I often feel like im not good enough and I have to reach this expectations that people have on me. My parent's expectations, my lecturer's as well. Its hard to satisfy everyone and at the same time be confident and happy with my own design.
I'm so lucky, alhamdulillah. All thanks to Allah. I have a great support system. I have my family and friends. And I have Danial who layan all my breakdowns, me crying in the toilet, me crying in the studio. He kept saying that he believes in me and gosh if only I could believe in myself just like he did, wouldn't things go a lil bit smoother? Layan all my insecurities about my work. He kept telling me that Im good enough, that Im doing all that i could to succeed. My emotions were at times unstable and i would be mad at him for no reason. Gosh.

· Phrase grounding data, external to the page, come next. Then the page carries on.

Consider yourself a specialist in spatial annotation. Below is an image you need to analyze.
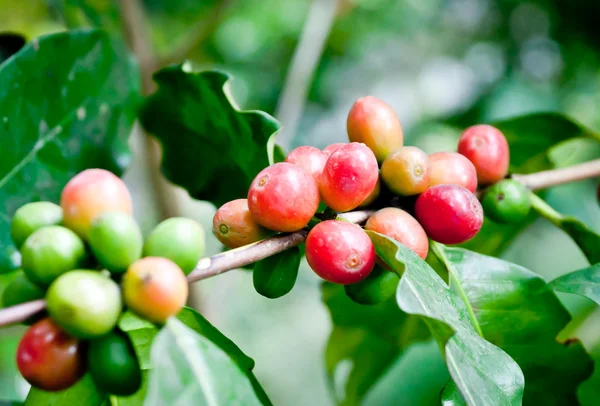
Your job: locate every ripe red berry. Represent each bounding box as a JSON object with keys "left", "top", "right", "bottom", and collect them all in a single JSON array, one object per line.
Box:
[
  {"left": 347, "top": 96, "right": 404, "bottom": 162},
  {"left": 358, "top": 176, "right": 381, "bottom": 208},
  {"left": 17, "top": 318, "right": 85, "bottom": 392},
  {"left": 213, "top": 199, "right": 271, "bottom": 248},
  {"left": 381, "top": 146, "right": 430, "bottom": 196},
  {"left": 61, "top": 169, "right": 132, "bottom": 239},
  {"left": 365, "top": 208, "right": 429, "bottom": 259},
  {"left": 415, "top": 184, "right": 483, "bottom": 244},
  {"left": 458, "top": 124, "right": 509, "bottom": 184},
  {"left": 319, "top": 143, "right": 379, "bottom": 212},
  {"left": 429, "top": 152, "right": 478, "bottom": 193},
  {"left": 284, "top": 146, "right": 327, "bottom": 183},
  {"left": 305, "top": 220, "right": 375, "bottom": 284},
  {"left": 248, "top": 163, "right": 320, "bottom": 232},
  {"left": 322, "top": 143, "right": 346, "bottom": 158}
]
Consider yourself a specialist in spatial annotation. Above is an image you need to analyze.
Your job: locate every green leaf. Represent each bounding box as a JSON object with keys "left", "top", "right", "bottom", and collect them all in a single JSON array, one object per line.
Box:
[
  {"left": 0, "top": 326, "right": 27, "bottom": 402},
  {"left": 440, "top": 381, "right": 466, "bottom": 406},
  {"left": 530, "top": 193, "right": 600, "bottom": 264},
  {"left": 550, "top": 263, "right": 600, "bottom": 304},
  {"left": 0, "top": 270, "right": 20, "bottom": 305},
  {"left": 435, "top": 246, "right": 594, "bottom": 405},
  {"left": 253, "top": 247, "right": 300, "bottom": 299},
  {"left": 139, "top": 66, "right": 281, "bottom": 208},
  {"left": 368, "top": 231, "right": 525, "bottom": 406},
  {"left": 0, "top": 29, "right": 139, "bottom": 273},
  {"left": 25, "top": 374, "right": 105, "bottom": 406},
  {"left": 144, "top": 317, "right": 271, "bottom": 406},
  {"left": 322, "top": 282, "right": 430, "bottom": 406}
]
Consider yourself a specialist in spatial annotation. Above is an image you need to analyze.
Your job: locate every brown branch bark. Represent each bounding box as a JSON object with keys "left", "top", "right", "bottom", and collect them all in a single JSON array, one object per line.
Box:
[{"left": 513, "top": 159, "right": 600, "bottom": 190}]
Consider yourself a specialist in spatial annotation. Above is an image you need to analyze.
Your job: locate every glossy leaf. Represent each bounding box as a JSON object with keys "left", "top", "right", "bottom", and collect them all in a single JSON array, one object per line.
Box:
[
  {"left": 441, "top": 381, "right": 466, "bottom": 406},
  {"left": 367, "top": 231, "right": 525, "bottom": 406},
  {"left": 253, "top": 247, "right": 300, "bottom": 299},
  {"left": 436, "top": 245, "right": 593, "bottom": 405},
  {"left": 25, "top": 374, "right": 104, "bottom": 406},
  {"left": 322, "top": 282, "right": 430, "bottom": 406},
  {"left": 550, "top": 263, "right": 600, "bottom": 304},
  {"left": 0, "top": 29, "right": 139, "bottom": 273},
  {"left": 139, "top": 66, "right": 281, "bottom": 208}
]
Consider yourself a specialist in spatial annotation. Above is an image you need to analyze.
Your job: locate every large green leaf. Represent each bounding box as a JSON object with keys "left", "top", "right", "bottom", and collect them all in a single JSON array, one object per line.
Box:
[
  {"left": 550, "top": 263, "right": 600, "bottom": 304},
  {"left": 322, "top": 282, "right": 430, "bottom": 406},
  {"left": 368, "top": 232, "right": 524, "bottom": 406},
  {"left": 139, "top": 66, "right": 281, "bottom": 208},
  {"left": 435, "top": 246, "right": 593, "bottom": 405},
  {"left": 25, "top": 375, "right": 104, "bottom": 406},
  {"left": 0, "top": 29, "right": 139, "bottom": 273}
]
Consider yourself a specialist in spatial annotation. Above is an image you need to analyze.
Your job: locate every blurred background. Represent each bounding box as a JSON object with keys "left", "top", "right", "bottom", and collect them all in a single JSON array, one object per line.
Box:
[{"left": 1, "top": 0, "right": 600, "bottom": 405}]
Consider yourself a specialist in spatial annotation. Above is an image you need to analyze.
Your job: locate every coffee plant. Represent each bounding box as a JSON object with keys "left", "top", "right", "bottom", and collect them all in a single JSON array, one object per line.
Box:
[{"left": 1, "top": 21, "right": 600, "bottom": 406}]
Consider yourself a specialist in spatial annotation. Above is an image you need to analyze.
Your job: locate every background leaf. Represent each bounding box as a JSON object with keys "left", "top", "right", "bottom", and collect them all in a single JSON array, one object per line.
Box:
[
  {"left": 24, "top": 374, "right": 104, "bottom": 406},
  {"left": 550, "top": 263, "right": 600, "bottom": 304},
  {"left": 0, "top": 28, "right": 139, "bottom": 273},
  {"left": 253, "top": 247, "right": 300, "bottom": 299},
  {"left": 139, "top": 66, "right": 281, "bottom": 208},
  {"left": 368, "top": 231, "right": 525, "bottom": 406},
  {"left": 437, "top": 246, "right": 593, "bottom": 405}
]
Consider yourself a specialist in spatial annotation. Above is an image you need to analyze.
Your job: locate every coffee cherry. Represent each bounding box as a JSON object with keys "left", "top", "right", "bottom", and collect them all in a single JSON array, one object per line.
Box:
[
  {"left": 2, "top": 272, "right": 45, "bottom": 309},
  {"left": 347, "top": 96, "right": 404, "bottom": 162},
  {"left": 122, "top": 257, "right": 188, "bottom": 323},
  {"left": 415, "top": 184, "right": 483, "bottom": 244},
  {"left": 381, "top": 146, "right": 430, "bottom": 196},
  {"left": 458, "top": 124, "right": 509, "bottom": 184},
  {"left": 358, "top": 177, "right": 381, "bottom": 208},
  {"left": 46, "top": 270, "right": 122, "bottom": 339},
  {"left": 345, "top": 266, "right": 399, "bottom": 305},
  {"left": 482, "top": 180, "right": 531, "bottom": 224},
  {"left": 248, "top": 163, "right": 319, "bottom": 232},
  {"left": 11, "top": 202, "right": 63, "bottom": 249},
  {"left": 61, "top": 169, "right": 132, "bottom": 239},
  {"left": 88, "top": 212, "right": 143, "bottom": 273},
  {"left": 365, "top": 207, "right": 429, "bottom": 259},
  {"left": 88, "top": 331, "right": 142, "bottom": 396},
  {"left": 143, "top": 217, "right": 205, "bottom": 275},
  {"left": 429, "top": 152, "right": 478, "bottom": 193},
  {"left": 16, "top": 318, "right": 85, "bottom": 392},
  {"left": 213, "top": 199, "right": 270, "bottom": 249},
  {"left": 322, "top": 143, "right": 346, "bottom": 158},
  {"left": 305, "top": 220, "right": 375, "bottom": 284},
  {"left": 284, "top": 146, "right": 327, "bottom": 183},
  {"left": 319, "top": 143, "right": 379, "bottom": 212},
  {"left": 21, "top": 226, "right": 86, "bottom": 286}
]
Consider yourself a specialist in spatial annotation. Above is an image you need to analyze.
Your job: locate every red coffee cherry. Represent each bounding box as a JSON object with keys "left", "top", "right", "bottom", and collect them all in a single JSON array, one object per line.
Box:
[
  {"left": 284, "top": 146, "right": 327, "bottom": 183},
  {"left": 61, "top": 169, "right": 132, "bottom": 239},
  {"left": 458, "top": 124, "right": 509, "bottom": 185},
  {"left": 429, "top": 152, "right": 478, "bottom": 193},
  {"left": 248, "top": 163, "right": 319, "bottom": 232},
  {"left": 306, "top": 220, "right": 375, "bottom": 284},
  {"left": 415, "top": 184, "right": 483, "bottom": 244},
  {"left": 381, "top": 146, "right": 430, "bottom": 196},
  {"left": 319, "top": 143, "right": 379, "bottom": 212},
  {"left": 358, "top": 176, "right": 381, "bottom": 208},
  {"left": 322, "top": 143, "right": 346, "bottom": 158},
  {"left": 347, "top": 96, "right": 404, "bottom": 162},
  {"left": 365, "top": 207, "right": 429, "bottom": 259},
  {"left": 213, "top": 199, "right": 271, "bottom": 248},
  {"left": 17, "top": 318, "right": 85, "bottom": 392}
]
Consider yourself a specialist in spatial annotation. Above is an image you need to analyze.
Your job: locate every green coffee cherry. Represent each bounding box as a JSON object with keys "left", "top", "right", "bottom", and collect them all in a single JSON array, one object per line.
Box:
[
  {"left": 88, "top": 212, "right": 143, "bottom": 273},
  {"left": 88, "top": 331, "right": 142, "bottom": 396},
  {"left": 143, "top": 217, "right": 205, "bottom": 275},
  {"left": 345, "top": 266, "right": 399, "bottom": 305},
  {"left": 2, "top": 271, "right": 45, "bottom": 308},
  {"left": 482, "top": 180, "right": 531, "bottom": 224},
  {"left": 46, "top": 270, "right": 122, "bottom": 339},
  {"left": 21, "top": 226, "right": 86, "bottom": 286},
  {"left": 11, "top": 202, "right": 63, "bottom": 248}
]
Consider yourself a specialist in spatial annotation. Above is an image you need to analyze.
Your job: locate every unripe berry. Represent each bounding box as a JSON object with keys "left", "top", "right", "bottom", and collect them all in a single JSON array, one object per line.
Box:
[
  {"left": 482, "top": 180, "right": 531, "bottom": 224},
  {"left": 365, "top": 207, "right": 429, "bottom": 259},
  {"left": 458, "top": 124, "right": 509, "bottom": 184},
  {"left": 381, "top": 146, "right": 430, "bottom": 196},
  {"left": 248, "top": 163, "right": 319, "bottom": 232},
  {"left": 2, "top": 272, "right": 45, "bottom": 309},
  {"left": 61, "top": 169, "right": 132, "bottom": 239},
  {"left": 322, "top": 143, "right": 346, "bottom": 158},
  {"left": 305, "top": 220, "right": 375, "bottom": 284},
  {"left": 429, "top": 152, "right": 478, "bottom": 193},
  {"left": 345, "top": 266, "right": 399, "bottom": 305},
  {"left": 347, "top": 96, "right": 404, "bottom": 162},
  {"left": 213, "top": 199, "right": 270, "bottom": 248},
  {"left": 16, "top": 318, "right": 85, "bottom": 392},
  {"left": 319, "top": 143, "right": 379, "bottom": 212},
  {"left": 284, "top": 146, "right": 327, "bottom": 183},
  {"left": 122, "top": 257, "right": 188, "bottom": 323},
  {"left": 358, "top": 176, "right": 381, "bottom": 208},
  {"left": 415, "top": 185, "right": 483, "bottom": 244},
  {"left": 11, "top": 202, "right": 63, "bottom": 249}
]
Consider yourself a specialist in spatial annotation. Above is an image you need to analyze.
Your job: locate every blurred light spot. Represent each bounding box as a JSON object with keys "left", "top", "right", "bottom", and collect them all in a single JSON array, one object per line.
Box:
[
  {"left": 334, "top": 359, "right": 353, "bottom": 401},
  {"left": 510, "top": 3, "right": 550, "bottom": 42},
  {"left": 215, "top": 17, "right": 262, "bottom": 61},
  {"left": 519, "top": 37, "right": 562, "bottom": 81},
  {"left": 443, "top": 0, "right": 490, "bottom": 32},
  {"left": 464, "top": 42, "right": 505, "bottom": 86},
  {"left": 352, "top": 0, "right": 390, "bottom": 10}
]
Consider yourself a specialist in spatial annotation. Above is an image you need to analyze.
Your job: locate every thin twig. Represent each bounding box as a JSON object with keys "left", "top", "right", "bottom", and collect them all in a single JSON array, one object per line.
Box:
[{"left": 513, "top": 159, "right": 600, "bottom": 191}]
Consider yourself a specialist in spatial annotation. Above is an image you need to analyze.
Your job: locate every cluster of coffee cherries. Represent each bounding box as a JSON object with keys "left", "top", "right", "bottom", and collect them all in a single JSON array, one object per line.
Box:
[
  {"left": 213, "top": 96, "right": 530, "bottom": 304},
  {"left": 5, "top": 169, "right": 205, "bottom": 394}
]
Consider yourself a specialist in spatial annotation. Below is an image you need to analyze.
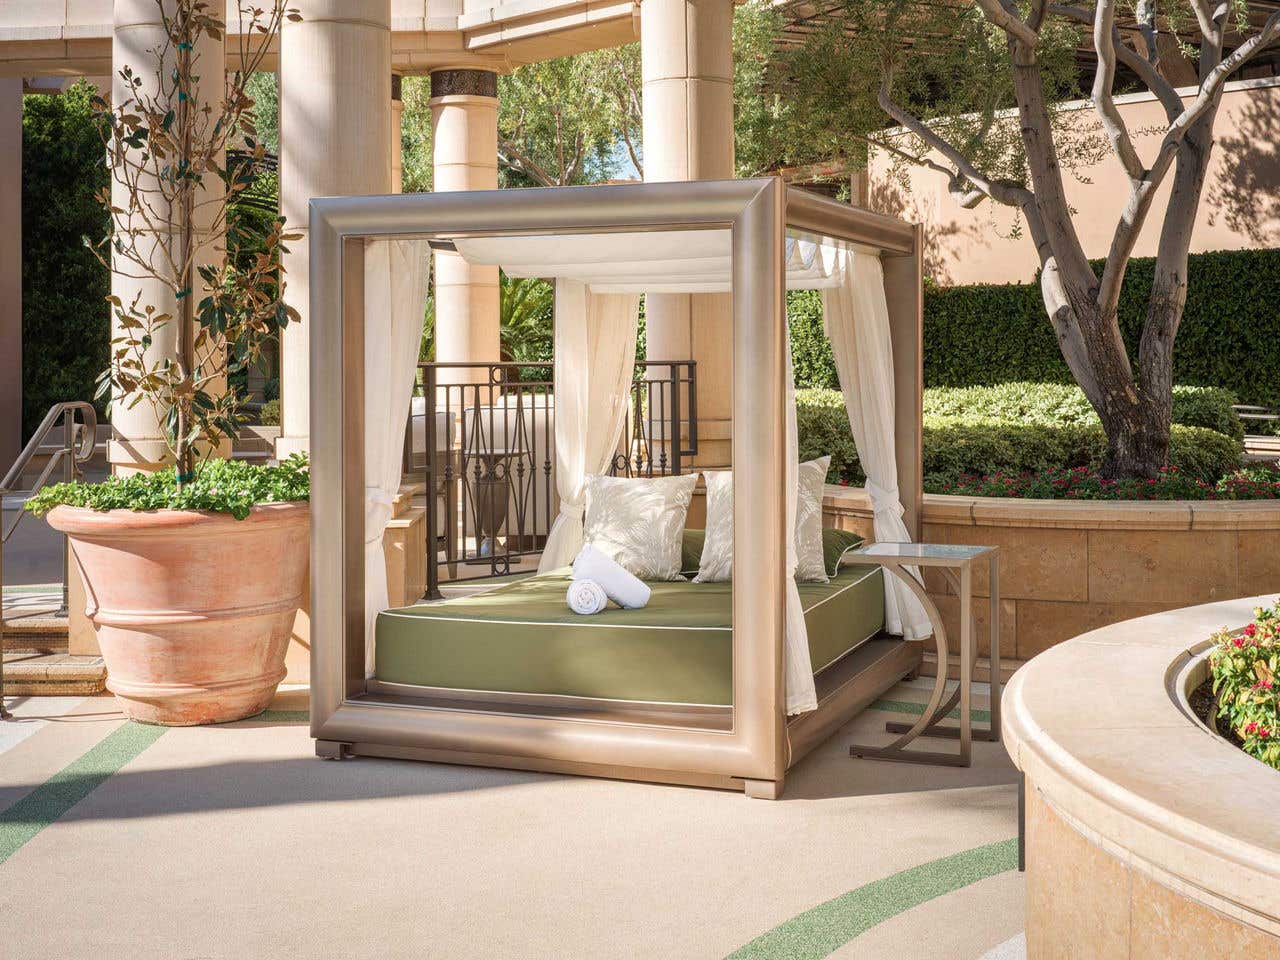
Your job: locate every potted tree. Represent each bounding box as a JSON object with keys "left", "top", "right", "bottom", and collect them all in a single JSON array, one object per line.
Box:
[{"left": 24, "top": 0, "right": 307, "bottom": 725}]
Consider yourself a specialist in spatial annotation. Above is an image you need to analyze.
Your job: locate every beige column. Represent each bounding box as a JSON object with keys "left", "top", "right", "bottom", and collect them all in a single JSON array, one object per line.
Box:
[
  {"left": 108, "top": 0, "right": 225, "bottom": 473},
  {"left": 641, "top": 0, "right": 735, "bottom": 467},
  {"left": 0, "top": 79, "right": 20, "bottom": 474},
  {"left": 276, "top": 0, "right": 392, "bottom": 459},
  {"left": 429, "top": 68, "right": 499, "bottom": 382}
]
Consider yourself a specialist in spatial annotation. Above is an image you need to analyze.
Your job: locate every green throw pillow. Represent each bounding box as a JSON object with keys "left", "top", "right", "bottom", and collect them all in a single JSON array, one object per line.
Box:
[
  {"left": 681, "top": 528, "right": 706, "bottom": 576},
  {"left": 823, "top": 528, "right": 865, "bottom": 578}
]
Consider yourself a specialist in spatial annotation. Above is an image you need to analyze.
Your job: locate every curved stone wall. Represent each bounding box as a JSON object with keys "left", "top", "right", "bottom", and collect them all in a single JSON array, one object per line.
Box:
[
  {"left": 1003, "top": 598, "right": 1280, "bottom": 957},
  {"left": 822, "top": 486, "right": 1280, "bottom": 671}
]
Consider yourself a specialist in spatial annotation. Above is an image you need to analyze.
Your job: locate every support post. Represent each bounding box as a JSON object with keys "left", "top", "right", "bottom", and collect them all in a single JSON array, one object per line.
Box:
[
  {"left": 107, "top": 0, "right": 227, "bottom": 474},
  {"left": 428, "top": 69, "right": 500, "bottom": 386},
  {"left": 641, "top": 0, "right": 735, "bottom": 467},
  {"left": 276, "top": 0, "right": 392, "bottom": 460}
]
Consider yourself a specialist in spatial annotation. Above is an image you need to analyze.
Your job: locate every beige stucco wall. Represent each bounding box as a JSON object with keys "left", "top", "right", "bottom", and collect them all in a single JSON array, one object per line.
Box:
[{"left": 868, "top": 78, "right": 1280, "bottom": 286}]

But then he's still here. He believes in me; still.
He gave me a black book right before I went to SI waktu awal semester. Buku doa. He shows his love differently. It was so thoughtful because i need Allah on top of anything else. And I strongly, strongly believe that anything that came to me (good/bad) semuanya datang dari Dia and ada hikmah sendiri. And semua bantuan yang datang, takkan aku dapat if Allah tak benarkan. To have someone that constantly reminds me to never miss Quran, what else could I hope for during my hectic final year? And to have someone who made sure I woke up for Fajr, why would I ever want to find a replacement for that?
I was so busy and I couldnt go back to Shah Alam. All the hours in the bus was just pure nonsense at that time. (But right now im writing from home). He came to uni once. How nice of him. He called and asked me, "nak breakfast dekat ipoh tak?" I jumped like a crazy rabbit. He's understanding. That's all that I ever wanted and he's all that and even more.
I warned him before. Things are going to be messy as the time progresses. But there he is, with his arms wide open, ready to fix me and place my missing parts together, each and every single day. Thank you.